Evaluation of barrier integrity for trachea mucosal primary cells (TMPCs) cultured 21 days at air–liquid interface (ALI). Immunoreactivity against tight junction (ZO-1) in TMPC DS (a) and cTMPC (b) is shown in white. Nuclei were stained with DAPI and are shown in blue. Scale bar: 50 μm. Note the significantly smaller sizes of nuclei and cells in cTMPCs. Ultrastructural details of the junctional complex (c). The junctional complex in cTMPCs cultivated for 21 days at ALI cultivation was observed by TEM. Tight junctions (TJ), adherence junctions (AJ), and desmosomes (DS) were identified along the apicolateral borders of epithelial cells. Various other cell structures are also labeled: mitochondria (M), microvilli (MV), basal body (BB), and cilia. Additionally, the typical “9 + 2” axoneme arrangement in cilia from airway mucosa can be observed (C). Gene expression analysis of occludin (OCLN) and cadherin-1 (CDH1) (d). Both genes encode for proteins that are involved in barrier development. GAPDH was used as a housekeeping gene. X-fold change is shown as mean ± SD and was calculated in comparison to trachea tissue. The red dotted line indicates gene expression in porcine trachea tissue. cTMPCs: n = 2, N = 2. C: TMPC DS: n = 3, N = 3; * p ≤ 0.05, significant. If not mentioned otherwise in the graph, the p-value was >0.05, thus, no significant differences.

Figure 5

Characterization of basal cells in ciliated trachea mucosal primary cells (cTMPCs) cultured 21 days at air–liquid interface (ALI). Z-stack imaging series of the in vitro cultured cTMPCs to visualize tight junctions and basal cells (a–h). Z-stack images were captured at 2–3 μm intervals using confocal microscopy. Green represents zonula occludens-1 (ZO-1) immunoreactive tight junctions, red corresponds to TP63 immunoreactive basal cells, and blue corresponds to nuclear DNA DAPI stain. Tight junctions are present at the apicolateral side between cells while basal cells are located at the basolateral side. Scale bar: 20 μm. Overview of z-stack images and orientation of the apical and basolateral side (i). Immunoreactivity of ZO-1 and TP63 in respiratory mucosa from pig; scale bar 50 µm (j). Gene expression analysis of KRT5 and PDPN (k). Both genes encode for proteins that are mainly expressed in basal cells. GAPDH was used as a housekeeping gene. X-fold change is shown as mean ± SD and was calculated in comparison to tracheal tissue.
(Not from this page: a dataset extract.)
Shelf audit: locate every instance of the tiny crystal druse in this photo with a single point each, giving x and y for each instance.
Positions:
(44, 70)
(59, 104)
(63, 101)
The red dotted line indicates gene expression in porcine trachea tissue. *** p ≤ 0.001, significant; if not mentioned otherwise in the graph p-value was > 0.05 and therefore there was no significant difference; cTMPC: n = 2, N = 2. C: TMPC DS: n = 3, N = 3.

Figure 6

Characterization of MUC5AC (yellow) production in porcine trachea (a), (TMPC DS (b) and cTMPC (c); both 21 d ALI). Immunoreactivity against acetylated tubulin (green) as marker for cilia in porcine trachea and (d), (TMPC DS (e) and cTMPC (f); both 21 d ALI). Nuclei were counterstained with DAPI in blue. Scale bars: 50 µm (a–f). While both models show a reduced mucin production compared to respiratory mucosa, cTMPCs have a significantly increased number of ciliated cells. Ultrastructural analysis of the cilia by scanning electron microscopy (SEM) in porcine airway mucosa (g) and cTMPC after 21 ALI (h) demonstrate the ciliated cells in the cell model, though significantly lower than in mucosa. Transverse sections analyzed by transmission electron microscopy (TEM) show the typical “9 + 2” axoneme arrangement in cilia from airway mucosa (i) and cTMPC (j). Longitudinal sections analyzed by TEM show basal bodies anchoring the cilia in the cell highlighted by orange arrowheads in mucosa (k) and cTMPC (l).